Classical seismic facies approach is an exceedingly useful technique for better understanding of the geological development of the study area. Seismic facies is a descriptive analysis of the reflection patterns, such as sequence shape, reflection configuration, overall amplitude, frequency and continuity. Amplitude and frequency are used effectively to evaluate seismic attributes.
- Sequence shape
- Reflection pattern
- Reflection continuity
- Average amplitude
- Average frequency content
- Direct Hydrocarbon Indicators (DHI)
Possible Interpretation Results:
- Depositional systems
- Direction of deposition
- Potential Reservoir rock
- Potential Source rock
- Seal potential
Using the facies patterns and the seismic data reflections along with dip meter data, if available, direction of deposition can be interpreted along with depositional facies.
Such interpretation is critical not for fluvial environments only (see figures), but for other types of depositions as well – both clastic and carbonate.
Once the depositional facies is interpreted then migration paths and possible trapped hydrocarbons can be evaluated.
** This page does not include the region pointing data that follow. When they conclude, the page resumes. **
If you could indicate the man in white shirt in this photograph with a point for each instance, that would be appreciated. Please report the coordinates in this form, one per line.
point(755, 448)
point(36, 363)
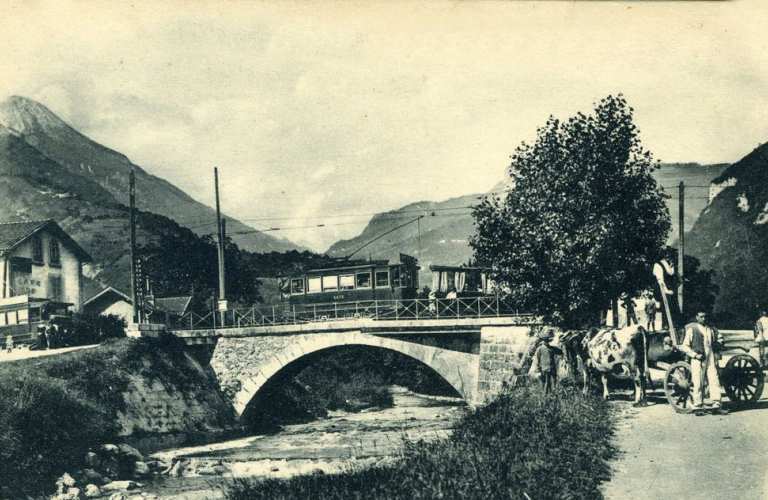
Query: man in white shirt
point(701, 343)
point(761, 328)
Cluster analysis of seismic facies is a part of dynamic interpretation of seismic data used for studying the deposition settings within the specific intervals and for lithofacies prediction from seismic data. The procedure is performed using the Stratimagic package utilizing the technology of neural networks NNT (SISMAGETM Neural Network Technology).
This technology can be used both on 3D and 2D seismic data.